The Greens also increased their share of the vote by five percentage points in the poll, reaching 17 percent. The centre-right Christian Democrats (CDU) also scooped 17 percent in the survey, a drop of three points.

Meanwhile, The Left (Die Linke) won 14 percent (minus two points), while the pro-business Free Democrats (FDP) would make it into the parliament, according to this poll, as they reached five percent.

The Freie Wähler (Free Voters) received four percent in the survey, missing the parliament threshold of five percent.

Yet despite the downward spiral of the Social Democrats, the poll also showed most people (48 percent) would like State Premier Dietmar Woidke of the SPD to remain head of the government.

His CDU challenger Ingo Senftleben received 11 percent of the vote, while eight percent of respondents would like to see the AfD's top candidate, Andreas Kalbitz as head of government.

READ ALSO: Why can't Germany's Social Democrats pull themselves together?

A total of 1,000 voters in Brandenburg were surveyed from June 3rd to 6th.

So what does it all mean?

Brandenburg state government is currently run by a coalition between the SPD and The Left, who have governed together since 2009.

In the last election in 2014, the SPD scooped 33 percent of the vote and The Left 27.2 percent.

If the elections were to produce similar results to the newest poll, this coalition would not reach a majority, signalling there could be some major changes afoot in the eastern German state. 

It comes after AfD won the largest share of the vote in Brandenburg in the European elections, with 19.9 percent.

The east/west divide

As The Local has reported, there are three eastern state elections in Germany this year: in Brandenburg, Thuringia and Saxony.
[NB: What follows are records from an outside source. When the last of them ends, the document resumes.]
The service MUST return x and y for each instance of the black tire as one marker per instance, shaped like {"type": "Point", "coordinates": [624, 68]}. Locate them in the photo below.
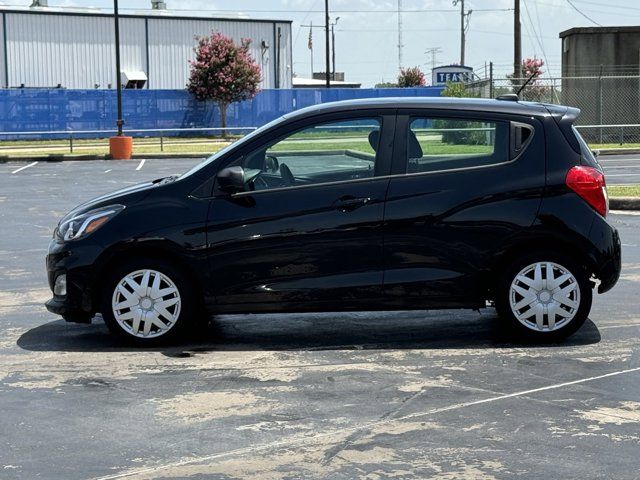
{"type": "Point", "coordinates": [516, 329]}
{"type": "Point", "coordinates": [189, 302]}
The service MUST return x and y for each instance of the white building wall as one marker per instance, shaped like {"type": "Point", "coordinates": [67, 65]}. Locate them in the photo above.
{"type": "Point", "coordinates": [133, 48]}
{"type": "Point", "coordinates": [171, 43]}
{"type": "Point", "coordinates": [286, 60]}
{"type": "Point", "coordinates": [77, 51]}
{"type": "Point", "coordinates": [46, 50]}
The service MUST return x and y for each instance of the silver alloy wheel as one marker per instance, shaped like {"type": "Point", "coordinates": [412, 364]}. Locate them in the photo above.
{"type": "Point", "coordinates": [146, 303]}
{"type": "Point", "coordinates": [544, 296]}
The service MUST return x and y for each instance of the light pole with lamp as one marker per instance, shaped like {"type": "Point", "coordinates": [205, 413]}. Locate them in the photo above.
{"type": "Point", "coordinates": [120, 146]}
{"type": "Point", "coordinates": [333, 49]}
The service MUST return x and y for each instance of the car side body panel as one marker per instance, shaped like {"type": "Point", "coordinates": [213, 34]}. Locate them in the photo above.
{"type": "Point", "coordinates": [444, 229]}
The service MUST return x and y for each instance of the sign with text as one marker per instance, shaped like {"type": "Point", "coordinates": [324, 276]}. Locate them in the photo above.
{"type": "Point", "coordinates": [451, 73]}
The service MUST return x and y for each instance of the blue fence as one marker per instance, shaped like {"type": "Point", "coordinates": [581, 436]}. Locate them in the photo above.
{"type": "Point", "coordinates": [47, 110]}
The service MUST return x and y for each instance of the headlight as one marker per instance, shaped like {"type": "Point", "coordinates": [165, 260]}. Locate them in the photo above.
{"type": "Point", "coordinates": [83, 224]}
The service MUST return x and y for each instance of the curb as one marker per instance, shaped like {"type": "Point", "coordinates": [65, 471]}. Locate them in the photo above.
{"type": "Point", "coordinates": [624, 203]}
{"type": "Point", "coordinates": [83, 157]}
{"type": "Point", "coordinates": [618, 151]}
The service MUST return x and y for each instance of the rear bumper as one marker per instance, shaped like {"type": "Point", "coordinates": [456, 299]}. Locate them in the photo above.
{"type": "Point", "coordinates": [607, 239]}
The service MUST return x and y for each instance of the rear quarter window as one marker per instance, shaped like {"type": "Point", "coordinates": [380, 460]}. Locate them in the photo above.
{"type": "Point", "coordinates": [435, 144]}
{"type": "Point", "coordinates": [588, 158]}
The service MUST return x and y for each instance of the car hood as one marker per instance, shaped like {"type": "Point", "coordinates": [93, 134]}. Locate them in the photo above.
{"type": "Point", "coordinates": [125, 196]}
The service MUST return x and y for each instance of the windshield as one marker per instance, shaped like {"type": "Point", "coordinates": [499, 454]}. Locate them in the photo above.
{"type": "Point", "coordinates": [229, 147]}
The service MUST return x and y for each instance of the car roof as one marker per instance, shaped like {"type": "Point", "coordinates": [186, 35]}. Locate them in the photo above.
{"type": "Point", "coordinates": [441, 103]}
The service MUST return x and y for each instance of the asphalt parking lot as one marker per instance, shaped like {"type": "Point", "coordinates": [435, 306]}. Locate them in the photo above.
{"type": "Point", "coordinates": [375, 395]}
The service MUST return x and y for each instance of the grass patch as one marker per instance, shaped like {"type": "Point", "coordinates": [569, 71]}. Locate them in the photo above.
{"type": "Point", "coordinates": [607, 146]}
{"type": "Point", "coordinates": [623, 190]}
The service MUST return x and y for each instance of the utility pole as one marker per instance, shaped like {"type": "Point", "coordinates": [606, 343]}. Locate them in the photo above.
{"type": "Point", "coordinates": [327, 65]}
{"type": "Point", "coordinates": [310, 46]}
{"type": "Point", "coordinates": [333, 49]}
{"type": "Point", "coordinates": [433, 51]}
{"type": "Point", "coordinates": [116, 17]}
{"type": "Point", "coordinates": [517, 41]}
{"type": "Point", "coordinates": [400, 45]}
{"type": "Point", "coordinates": [464, 26]}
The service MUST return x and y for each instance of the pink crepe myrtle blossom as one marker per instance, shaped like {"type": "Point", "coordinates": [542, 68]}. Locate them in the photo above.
{"type": "Point", "coordinates": [224, 72]}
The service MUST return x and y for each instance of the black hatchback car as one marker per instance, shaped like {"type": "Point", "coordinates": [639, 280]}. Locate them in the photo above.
{"type": "Point", "coordinates": [380, 204]}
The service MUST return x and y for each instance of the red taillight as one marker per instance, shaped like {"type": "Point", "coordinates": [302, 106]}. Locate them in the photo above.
{"type": "Point", "coordinates": [588, 182]}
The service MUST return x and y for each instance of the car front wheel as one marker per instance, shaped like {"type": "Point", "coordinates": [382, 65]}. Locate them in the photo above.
{"type": "Point", "coordinates": [148, 302]}
{"type": "Point", "coordinates": [544, 296]}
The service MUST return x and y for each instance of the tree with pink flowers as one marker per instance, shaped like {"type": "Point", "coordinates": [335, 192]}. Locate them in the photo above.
{"type": "Point", "coordinates": [411, 77]}
{"type": "Point", "coordinates": [535, 90]}
{"type": "Point", "coordinates": [223, 72]}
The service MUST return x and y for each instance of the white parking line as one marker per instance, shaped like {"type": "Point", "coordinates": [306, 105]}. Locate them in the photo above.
{"type": "Point", "coordinates": [26, 166]}
{"type": "Point", "coordinates": [625, 212]}
{"type": "Point", "coordinates": [301, 441]}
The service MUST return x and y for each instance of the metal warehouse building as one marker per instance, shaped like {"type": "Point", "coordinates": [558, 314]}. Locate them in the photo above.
{"type": "Point", "coordinates": [74, 48]}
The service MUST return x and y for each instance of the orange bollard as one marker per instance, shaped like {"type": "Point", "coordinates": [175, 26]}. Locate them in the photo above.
{"type": "Point", "coordinates": [120, 147]}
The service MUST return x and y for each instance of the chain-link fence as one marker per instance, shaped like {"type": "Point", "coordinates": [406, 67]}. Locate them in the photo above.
{"type": "Point", "coordinates": [610, 105]}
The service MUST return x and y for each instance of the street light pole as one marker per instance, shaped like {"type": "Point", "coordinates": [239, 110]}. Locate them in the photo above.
{"type": "Point", "coordinates": [120, 146]}
{"type": "Point", "coordinates": [327, 64]}
{"type": "Point", "coordinates": [119, 120]}
{"type": "Point", "coordinates": [333, 49]}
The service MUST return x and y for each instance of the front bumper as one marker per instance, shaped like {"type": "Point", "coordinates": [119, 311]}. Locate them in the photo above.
{"type": "Point", "coordinates": [76, 262]}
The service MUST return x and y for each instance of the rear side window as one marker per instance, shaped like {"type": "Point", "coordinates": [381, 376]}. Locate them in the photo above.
{"type": "Point", "coordinates": [587, 155]}
{"type": "Point", "coordinates": [435, 144]}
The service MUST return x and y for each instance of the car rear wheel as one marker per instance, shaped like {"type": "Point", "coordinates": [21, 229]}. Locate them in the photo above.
{"type": "Point", "coordinates": [544, 296]}
{"type": "Point", "coordinates": [148, 302]}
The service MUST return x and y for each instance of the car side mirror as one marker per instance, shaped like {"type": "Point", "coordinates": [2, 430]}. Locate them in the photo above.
{"type": "Point", "coordinates": [231, 179]}
{"type": "Point", "coordinates": [272, 164]}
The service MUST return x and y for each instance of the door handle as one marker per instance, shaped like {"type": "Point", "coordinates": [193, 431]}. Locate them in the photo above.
{"type": "Point", "coordinates": [349, 203]}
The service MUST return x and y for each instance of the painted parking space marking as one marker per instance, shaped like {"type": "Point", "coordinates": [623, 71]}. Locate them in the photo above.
{"type": "Point", "coordinates": [25, 167]}
{"type": "Point", "coordinates": [288, 443]}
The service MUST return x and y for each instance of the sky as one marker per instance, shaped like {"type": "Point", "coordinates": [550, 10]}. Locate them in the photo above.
{"type": "Point", "coordinates": [367, 30]}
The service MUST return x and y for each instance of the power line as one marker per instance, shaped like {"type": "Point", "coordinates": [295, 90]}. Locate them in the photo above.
{"type": "Point", "coordinates": [583, 14]}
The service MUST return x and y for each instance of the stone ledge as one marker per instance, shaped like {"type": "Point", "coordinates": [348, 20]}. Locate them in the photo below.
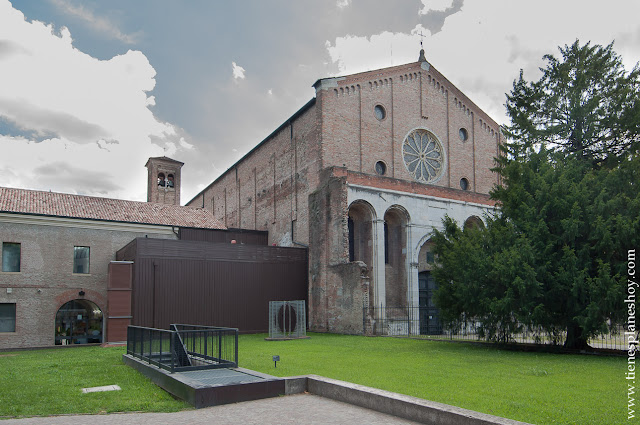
{"type": "Point", "coordinates": [403, 406]}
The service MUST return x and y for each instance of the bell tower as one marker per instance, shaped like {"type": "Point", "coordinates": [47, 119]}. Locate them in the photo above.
{"type": "Point", "coordinates": [163, 182]}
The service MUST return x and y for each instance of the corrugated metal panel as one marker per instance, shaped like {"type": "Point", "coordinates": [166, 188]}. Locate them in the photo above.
{"type": "Point", "coordinates": [215, 284]}
{"type": "Point", "coordinates": [241, 236]}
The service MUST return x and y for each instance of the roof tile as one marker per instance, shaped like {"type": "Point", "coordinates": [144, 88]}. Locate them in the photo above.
{"type": "Point", "coordinates": [93, 208]}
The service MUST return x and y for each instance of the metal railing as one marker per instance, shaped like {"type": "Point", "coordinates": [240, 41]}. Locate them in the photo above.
{"type": "Point", "coordinates": [184, 347]}
{"type": "Point", "coordinates": [420, 322]}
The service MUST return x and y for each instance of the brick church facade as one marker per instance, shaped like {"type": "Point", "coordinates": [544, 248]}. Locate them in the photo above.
{"type": "Point", "coordinates": [361, 175]}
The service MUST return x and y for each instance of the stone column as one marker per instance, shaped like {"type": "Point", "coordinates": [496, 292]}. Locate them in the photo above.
{"type": "Point", "coordinates": [378, 264]}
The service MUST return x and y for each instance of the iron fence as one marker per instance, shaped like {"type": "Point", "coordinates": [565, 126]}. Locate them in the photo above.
{"type": "Point", "coordinates": [423, 323]}
{"type": "Point", "coordinates": [184, 347]}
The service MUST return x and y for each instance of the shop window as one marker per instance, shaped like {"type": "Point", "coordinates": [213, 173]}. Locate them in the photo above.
{"type": "Point", "coordinates": [10, 257]}
{"type": "Point", "coordinates": [81, 259]}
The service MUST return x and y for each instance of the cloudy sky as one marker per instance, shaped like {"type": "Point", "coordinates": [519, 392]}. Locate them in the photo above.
{"type": "Point", "coordinates": [90, 89]}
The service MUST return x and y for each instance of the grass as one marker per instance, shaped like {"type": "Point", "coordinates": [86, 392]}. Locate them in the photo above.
{"type": "Point", "coordinates": [531, 387]}
{"type": "Point", "coordinates": [48, 382]}
{"type": "Point", "coordinates": [538, 388]}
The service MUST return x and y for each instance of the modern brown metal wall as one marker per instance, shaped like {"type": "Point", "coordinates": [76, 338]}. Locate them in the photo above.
{"type": "Point", "coordinates": [241, 236]}
{"type": "Point", "coordinates": [217, 284]}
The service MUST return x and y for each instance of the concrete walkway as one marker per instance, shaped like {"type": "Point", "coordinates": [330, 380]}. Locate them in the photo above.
{"type": "Point", "coordinates": [293, 409]}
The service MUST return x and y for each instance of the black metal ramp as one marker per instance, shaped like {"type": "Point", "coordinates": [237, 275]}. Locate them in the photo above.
{"type": "Point", "coordinates": [211, 387]}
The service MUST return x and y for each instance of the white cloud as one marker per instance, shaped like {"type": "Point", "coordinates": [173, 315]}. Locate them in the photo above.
{"type": "Point", "coordinates": [482, 48]}
{"type": "Point", "coordinates": [238, 71]}
{"type": "Point", "coordinates": [435, 5]}
{"type": "Point", "coordinates": [97, 23]}
{"type": "Point", "coordinates": [85, 123]}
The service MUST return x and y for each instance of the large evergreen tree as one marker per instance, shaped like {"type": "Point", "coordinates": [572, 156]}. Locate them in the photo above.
{"type": "Point", "coordinates": [554, 254]}
{"type": "Point", "coordinates": [585, 105]}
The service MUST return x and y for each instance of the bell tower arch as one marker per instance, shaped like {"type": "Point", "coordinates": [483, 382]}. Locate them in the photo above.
{"type": "Point", "coordinates": [163, 182]}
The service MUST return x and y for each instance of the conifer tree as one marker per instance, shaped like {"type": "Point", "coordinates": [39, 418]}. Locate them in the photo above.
{"type": "Point", "coordinates": [553, 255]}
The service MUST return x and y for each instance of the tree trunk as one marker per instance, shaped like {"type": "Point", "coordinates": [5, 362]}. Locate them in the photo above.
{"type": "Point", "coordinates": [575, 339]}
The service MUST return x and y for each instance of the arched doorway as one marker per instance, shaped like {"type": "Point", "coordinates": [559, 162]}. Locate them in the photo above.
{"type": "Point", "coordinates": [360, 218]}
{"type": "Point", "coordinates": [78, 322]}
{"type": "Point", "coordinates": [395, 257]}
{"type": "Point", "coordinates": [428, 313]}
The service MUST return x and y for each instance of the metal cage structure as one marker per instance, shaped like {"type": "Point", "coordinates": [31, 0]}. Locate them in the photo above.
{"type": "Point", "coordinates": [287, 319]}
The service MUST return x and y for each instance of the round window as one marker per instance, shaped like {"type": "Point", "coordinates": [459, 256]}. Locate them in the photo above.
{"type": "Point", "coordinates": [464, 184]}
{"type": "Point", "coordinates": [423, 156]}
{"type": "Point", "coordinates": [464, 135]}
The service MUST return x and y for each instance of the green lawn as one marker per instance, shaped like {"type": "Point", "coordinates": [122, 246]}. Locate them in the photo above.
{"type": "Point", "coordinates": [531, 387]}
{"type": "Point", "coordinates": [48, 382]}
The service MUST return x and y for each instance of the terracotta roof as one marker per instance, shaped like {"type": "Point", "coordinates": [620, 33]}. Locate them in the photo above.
{"type": "Point", "coordinates": [94, 208]}
{"type": "Point", "coordinates": [163, 158]}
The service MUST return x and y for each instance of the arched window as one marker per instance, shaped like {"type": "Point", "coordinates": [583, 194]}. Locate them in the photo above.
{"type": "Point", "coordinates": [78, 322]}
{"type": "Point", "coordinates": [473, 222]}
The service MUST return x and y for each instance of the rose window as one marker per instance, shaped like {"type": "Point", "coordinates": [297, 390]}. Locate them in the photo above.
{"type": "Point", "coordinates": [423, 156]}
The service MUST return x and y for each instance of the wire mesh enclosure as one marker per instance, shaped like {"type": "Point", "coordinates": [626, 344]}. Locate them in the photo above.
{"type": "Point", "coordinates": [287, 319]}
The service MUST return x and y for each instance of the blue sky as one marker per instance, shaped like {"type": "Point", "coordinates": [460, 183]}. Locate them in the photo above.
{"type": "Point", "coordinates": [90, 89]}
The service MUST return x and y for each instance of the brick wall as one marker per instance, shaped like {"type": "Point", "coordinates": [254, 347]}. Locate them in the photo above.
{"type": "Point", "coordinates": [269, 187]}
{"type": "Point", "coordinates": [46, 282]}
{"type": "Point", "coordinates": [412, 97]}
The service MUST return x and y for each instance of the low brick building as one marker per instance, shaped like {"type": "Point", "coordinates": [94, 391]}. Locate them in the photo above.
{"type": "Point", "coordinates": [57, 252]}
{"type": "Point", "coordinates": [362, 174]}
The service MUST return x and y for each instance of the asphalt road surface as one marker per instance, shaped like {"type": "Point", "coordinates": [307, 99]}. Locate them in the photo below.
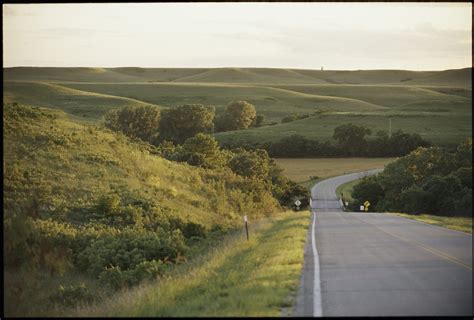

In all of these votes, the AfD is expected to win a lot of votes.

However, it must be noted that the AfD was established in 2013 and the last state elections in these areas took place in 2014 when the party was yet to make a big impression. 

It has grown exponentially since then - gaining seats in the Bundestag after snagging 12 percent of the vote in the 2017 federal elections. 

The party could also get its first mayor: voters in the eastern German city of Görlitz go to the polls for the second time this Sunday. 

READ ALSO: Is Germany one step closer to getting its first AfD mayor?

In the first vote last month,  AfD candidate Sebastian Wippel, 36, took 36.4 percent of the vote, followed by Christian Democratic Candidate Octavian Ursu, 51, who won 30.3 percent of the vote.

SEE ALSO: Meet the East German Greens candidate offering another alternative

However, because none of the candidates won an absolute majority, there will be another round of elections on June 16th. On Sunday, 58.6 percent of the city's 56,000 residents voted.

What are the important issues in Brandenburg?

For voters, infrastructure and traffic were the hot topics. Next on the agenda was education, including schools and apprenticeships.

The topic of environmental protection and climate change was taken much more seriously than in the last survey in April: a total of 19 percent of the respondents consider it an urgent issue, compared to 12 percent in the last poll.